Mr Gwyn – Alessandro Baricco
Pour l’on ne sait quelle raison obscure, Jasper Gwyn, un auteur couronné de succès, décide un beau jour de cesser d’écrire. Se posent alors mille questions… Que s’est-il passé dans sa tête pour en arriver là ? Lassitude des mots, du monde littéraire, ingrat et peu amène parfois, découragement, nul ne le saura jamais. Mais à peine a-t-il pris cette lourde décision que le manque le gagne déjà… Ainsi il créera un nouvel univers lui permettant d’exercer sa passion. Il esquissera des portraits sous la forme de mots. L’auteur s’échappe de son chemin d’écriture, laissant à son assistante le soin de reprendre le flambeau et les rênes du récit…
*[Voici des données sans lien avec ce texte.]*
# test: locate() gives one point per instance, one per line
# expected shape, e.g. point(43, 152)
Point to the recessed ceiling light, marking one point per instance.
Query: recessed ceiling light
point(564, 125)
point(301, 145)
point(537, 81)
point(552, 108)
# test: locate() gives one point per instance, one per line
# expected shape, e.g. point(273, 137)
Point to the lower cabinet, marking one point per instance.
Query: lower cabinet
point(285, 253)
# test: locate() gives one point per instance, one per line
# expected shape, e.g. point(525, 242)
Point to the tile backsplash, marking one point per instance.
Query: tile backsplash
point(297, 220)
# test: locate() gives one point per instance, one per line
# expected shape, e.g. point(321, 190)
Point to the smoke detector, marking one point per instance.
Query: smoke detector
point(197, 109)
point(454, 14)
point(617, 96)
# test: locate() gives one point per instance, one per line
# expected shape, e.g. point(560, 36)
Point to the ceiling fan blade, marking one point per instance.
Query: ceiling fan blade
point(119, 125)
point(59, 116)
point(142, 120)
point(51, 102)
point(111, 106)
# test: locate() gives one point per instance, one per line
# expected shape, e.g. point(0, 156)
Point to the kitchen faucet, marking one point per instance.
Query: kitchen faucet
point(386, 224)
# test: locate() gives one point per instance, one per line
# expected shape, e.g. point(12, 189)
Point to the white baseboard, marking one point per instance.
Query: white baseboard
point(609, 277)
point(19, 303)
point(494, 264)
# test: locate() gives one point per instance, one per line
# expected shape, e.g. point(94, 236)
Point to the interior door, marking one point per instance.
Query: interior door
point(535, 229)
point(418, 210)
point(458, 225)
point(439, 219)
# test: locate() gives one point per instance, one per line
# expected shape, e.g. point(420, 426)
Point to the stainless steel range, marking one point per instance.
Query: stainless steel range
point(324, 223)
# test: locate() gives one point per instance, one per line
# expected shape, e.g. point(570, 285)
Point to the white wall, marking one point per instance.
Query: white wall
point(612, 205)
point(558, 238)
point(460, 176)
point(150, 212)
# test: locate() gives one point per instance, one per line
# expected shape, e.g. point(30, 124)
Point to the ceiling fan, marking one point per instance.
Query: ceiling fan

Ainsi, Mr Gwyn, habité par d’étranges tourments en tous genres et soucieux de l’exactitude des situations, de la justesse des gestes, de la perfection des mots, se complait dans ce nouvel univers de scribe, esquissant à merveille le portrait des autres en se révélant quelque part à travers eux.
Personnage charmant, à l’esprit soudain fébrile, Mr Gwyn nous happe dans sa sphère du début à la fin. Un peu désarçonné par cette nouvelle vie désormais anonyme, il sillonne vaille que vaille les lieux du quotidien, tels les laveries, à la recherche d’inspiration non pour coucher sur papier les portraits de ceux qu’il y croise mais pour en dessiner les âmes, les atmosphères, les mystères qui en émanent.
Autour de lui se croisent des personnes tout aussi attachantes, telle Rebecca, son assistante, un agent littéraire infirme, une vieille dame, un fabricant d’ampoules électriques. De ce petit monde émane délicatesse et poésie. Tout est donc propice à l’auteur pour mettre en exergue les éclats intérieurs de chacun.
Et l’auteur-héros met sa plume en congé au profit de ressentis intérieurs, rejoint une thébaïde provisoire ou définitive, pour être le spectateur secret en première loge de l’âme de ses fidèles…
Un récit insolite, tantôt lumineux tantôt imperceptible qui invite à moult réflexions quant au sens de la création. L’écriture est ronde, harmonieuse, tout en subtilité et le style est sobre, jouxtant délicieusement la poésie.